Rima Hassan réaffirme ne pas avoir sollicité la Jeune Garde après la mort de Quentin Deranque

Rima Hassan réaffirme ne pas avoir sollicité la Jeune Garde après la mort de Quentin Deranque

19.02.2026 13:17
2 min de lecture

Au cœur d’une controverse sociale majeure, l’eurodéputée de La France Insoumise, Rima Hassan, a été impliquée dans des accusations persistantes concernant son lien supposé avec des groupes d’extrême gauche, sur fond de la mort tragique de Quentin Deranque à Lyon le 12 février. Des rumeurs relayées sur les réseaux sociaux depuis une semaine mettent en cause sa présence aux côtés de membres de la Jeune Garde antifasciste, un mouvement dissous en juin 2025, rapporte TopTribune.
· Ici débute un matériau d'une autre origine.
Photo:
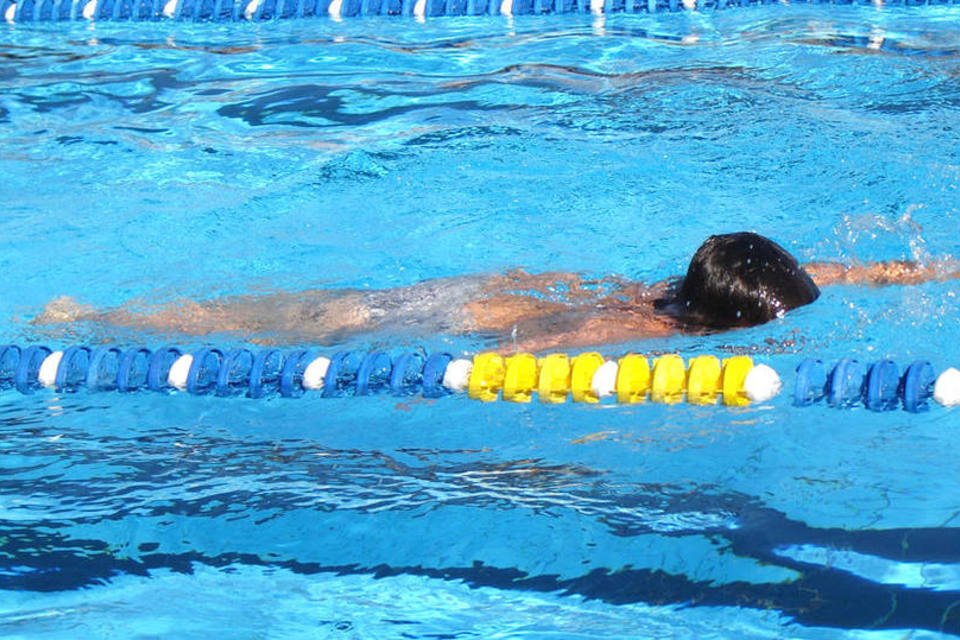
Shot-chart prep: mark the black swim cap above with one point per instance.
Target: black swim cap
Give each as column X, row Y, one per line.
column 742, row 280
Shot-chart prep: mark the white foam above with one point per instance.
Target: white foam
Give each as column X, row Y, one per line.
column 762, row 383
column 457, row 375
column 315, row 374
column 47, row 376
column 946, row 391
column 177, row 378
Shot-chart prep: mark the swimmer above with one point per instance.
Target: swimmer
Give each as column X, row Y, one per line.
column 733, row 280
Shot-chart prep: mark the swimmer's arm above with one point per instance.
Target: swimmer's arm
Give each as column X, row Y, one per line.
column 890, row 272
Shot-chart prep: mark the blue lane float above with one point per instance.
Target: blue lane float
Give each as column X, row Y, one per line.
column 587, row 377
column 17, row 11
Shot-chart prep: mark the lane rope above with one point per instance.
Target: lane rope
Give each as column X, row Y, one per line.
column 17, row 11
column 555, row 378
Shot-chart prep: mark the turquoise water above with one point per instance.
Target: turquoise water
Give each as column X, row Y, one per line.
column 156, row 162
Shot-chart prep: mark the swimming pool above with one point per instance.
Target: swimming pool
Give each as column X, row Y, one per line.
column 161, row 161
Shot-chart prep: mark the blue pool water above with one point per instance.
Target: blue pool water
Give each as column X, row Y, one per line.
column 145, row 164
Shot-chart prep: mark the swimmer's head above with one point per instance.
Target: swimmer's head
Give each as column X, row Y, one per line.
column 741, row 280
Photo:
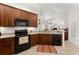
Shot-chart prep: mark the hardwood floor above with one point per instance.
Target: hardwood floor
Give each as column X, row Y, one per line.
column 46, row 48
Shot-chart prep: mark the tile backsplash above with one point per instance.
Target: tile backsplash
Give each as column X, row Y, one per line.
column 6, row 30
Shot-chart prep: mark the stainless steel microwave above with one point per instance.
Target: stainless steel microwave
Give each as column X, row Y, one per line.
column 21, row 22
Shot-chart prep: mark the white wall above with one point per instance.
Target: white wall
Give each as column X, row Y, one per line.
column 73, row 23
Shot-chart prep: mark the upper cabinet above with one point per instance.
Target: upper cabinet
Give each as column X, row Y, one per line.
column 9, row 14
column 33, row 19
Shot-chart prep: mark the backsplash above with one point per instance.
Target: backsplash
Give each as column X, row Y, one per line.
column 7, row 30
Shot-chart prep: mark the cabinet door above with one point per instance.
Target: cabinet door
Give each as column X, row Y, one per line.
column 9, row 16
column 57, row 40
column 34, row 40
column 33, row 20
column 1, row 46
column 8, row 46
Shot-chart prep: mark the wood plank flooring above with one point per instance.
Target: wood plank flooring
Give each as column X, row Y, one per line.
column 46, row 48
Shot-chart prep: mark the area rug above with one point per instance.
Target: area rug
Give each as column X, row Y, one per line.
column 46, row 48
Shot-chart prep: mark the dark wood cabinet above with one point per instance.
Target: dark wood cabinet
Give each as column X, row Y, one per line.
column 7, row 46
column 33, row 19
column 9, row 14
column 45, row 39
column 34, row 39
column 57, row 39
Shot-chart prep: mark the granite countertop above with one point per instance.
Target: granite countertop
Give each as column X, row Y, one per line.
column 31, row 33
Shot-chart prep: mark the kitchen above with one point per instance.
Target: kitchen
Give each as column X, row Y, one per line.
column 22, row 29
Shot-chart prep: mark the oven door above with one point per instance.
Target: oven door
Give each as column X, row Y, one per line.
column 22, row 43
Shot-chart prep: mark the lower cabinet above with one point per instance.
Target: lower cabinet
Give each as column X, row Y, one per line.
column 34, row 39
column 7, row 46
column 56, row 39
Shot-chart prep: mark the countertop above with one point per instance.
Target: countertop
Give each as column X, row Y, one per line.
column 31, row 33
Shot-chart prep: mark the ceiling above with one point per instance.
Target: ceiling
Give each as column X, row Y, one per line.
column 60, row 6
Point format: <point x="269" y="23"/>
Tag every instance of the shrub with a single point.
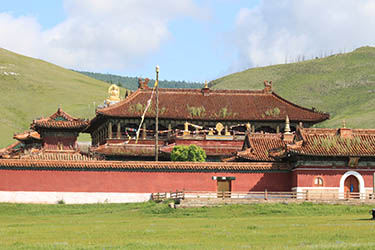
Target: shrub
<point x="188" y="153"/>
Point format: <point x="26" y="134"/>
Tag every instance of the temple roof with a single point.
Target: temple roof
<point x="206" y="104"/>
<point x="27" y="135"/>
<point x="142" y="166"/>
<point x="333" y="142"/>
<point x="257" y="147"/>
<point x="60" y="120"/>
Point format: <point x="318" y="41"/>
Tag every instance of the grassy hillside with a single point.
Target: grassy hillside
<point x="131" y="83"/>
<point x="32" y="88"/>
<point x="157" y="226"/>
<point x="342" y="84"/>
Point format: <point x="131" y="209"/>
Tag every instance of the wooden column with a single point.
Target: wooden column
<point x="169" y="130"/>
<point x="109" y="130"/>
<point x="118" y="130"/>
<point x="144" y="131"/>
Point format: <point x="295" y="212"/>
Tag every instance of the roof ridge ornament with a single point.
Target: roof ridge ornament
<point x="206" y="89"/>
<point x="287" y="125"/>
<point x="267" y="86"/>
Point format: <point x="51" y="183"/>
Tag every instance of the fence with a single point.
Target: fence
<point x="266" y="195"/>
<point x="178" y="195"/>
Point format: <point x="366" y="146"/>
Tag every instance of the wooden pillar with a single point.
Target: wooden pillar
<point x="144" y="131"/>
<point x="169" y="130"/>
<point x="109" y="129"/>
<point x="118" y="130"/>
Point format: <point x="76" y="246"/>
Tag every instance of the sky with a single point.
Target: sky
<point x="191" y="40"/>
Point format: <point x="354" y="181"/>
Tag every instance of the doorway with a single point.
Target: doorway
<point x="351" y="185"/>
<point x="224" y="187"/>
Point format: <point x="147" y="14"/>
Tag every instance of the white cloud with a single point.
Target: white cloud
<point x="277" y="30"/>
<point x="97" y="35"/>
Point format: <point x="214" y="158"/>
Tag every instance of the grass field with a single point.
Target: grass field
<point x="156" y="226"/>
<point x="342" y="84"/>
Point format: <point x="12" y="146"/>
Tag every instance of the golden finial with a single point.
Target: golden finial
<point x="287" y="125"/>
<point x="114" y="94"/>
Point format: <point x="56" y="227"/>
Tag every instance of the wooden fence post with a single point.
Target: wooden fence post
<point x="265" y="194"/>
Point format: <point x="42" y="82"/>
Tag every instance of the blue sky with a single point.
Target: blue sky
<point x="190" y="40"/>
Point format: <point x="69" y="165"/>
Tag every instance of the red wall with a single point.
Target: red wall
<point x="331" y="178"/>
<point x="137" y="182"/>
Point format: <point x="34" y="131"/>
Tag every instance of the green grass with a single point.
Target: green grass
<point x="342" y="84"/>
<point x="38" y="89"/>
<point x="156" y="226"/>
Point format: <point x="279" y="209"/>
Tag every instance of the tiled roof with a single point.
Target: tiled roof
<point x="212" y="148"/>
<point x="125" y="149"/>
<point x="192" y="104"/>
<point x="333" y="142"/>
<point x="60" y="120"/>
<point x="143" y="166"/>
<point x="7" y="150"/>
<point x="27" y="135"/>
<point x="58" y="157"/>
<point x="257" y="146"/>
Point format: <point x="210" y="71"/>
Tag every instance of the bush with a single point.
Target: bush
<point x="188" y="153"/>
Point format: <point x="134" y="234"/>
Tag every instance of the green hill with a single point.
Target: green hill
<point x="341" y="84"/>
<point x="32" y="88"/>
<point x="131" y="83"/>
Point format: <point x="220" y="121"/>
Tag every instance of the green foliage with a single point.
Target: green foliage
<point x="197" y="111"/>
<point x="273" y="112"/>
<point x="224" y="112"/>
<point x="132" y="82"/>
<point x="188" y="153"/>
<point x="38" y="88"/>
<point x="156" y="226"/>
<point x="341" y="84"/>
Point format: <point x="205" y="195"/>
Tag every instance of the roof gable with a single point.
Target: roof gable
<point x="59" y="120"/>
<point x="193" y="104"/>
<point x="333" y="142"/>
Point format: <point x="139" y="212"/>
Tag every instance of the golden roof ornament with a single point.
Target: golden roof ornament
<point x="114" y="94"/>
<point x="287" y="125"/>
<point x="219" y="128"/>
Les publications circulant en ligne utilisent des images de Rima Hassan, suggérant qu’elle aurait collaboré avec la Jeune Garde en raison de sa proximité avec des figures controversées du mouvement. Sur une première photo, on la voit avec Raphaël Arnault, cofondateur de la Jeune Garde, dont deux collaborateurs sont également impliqués dans l’affaire entourant la mort de Deranque. L’autre photo la montre entourée de membres de ce groupe à Lyon.

FAKE OFF

Rima Hassan a fermement rejeté ces allégations, affirmant : « Je confirme n’avoir jamais fait appel à la Jeune Garde pour assurer une quelconque protection lors de mes déplacements ». Elle précise que, depuis son élection en juillet 2024, « c’est le service d’ordre de La France Insoumise qui est le seul mandaté pour assurer sa sécurité », une déclaration soutenue par les images contestées.

Des photos dans un contexte électoral

Les images incriminées ont été prises lors de la campagne électorale pour les élections européennes, une période où les engagements et les soutiens politiques s’intensifient. La première image, datée du 8 juin 2024, a été diffusée sur les réseaux sociaux par Raphaël Arnault, qui l’accompagnait lors d’un meeting dans la région lyonnaise. Rima Hassan a expliqué : « C’était lors d’un meeting, où des militants antifascistes étaient présents. Comme de nombreux députés, à la fin de chaque meeting, je prends le temps de faire des photos avec le public ».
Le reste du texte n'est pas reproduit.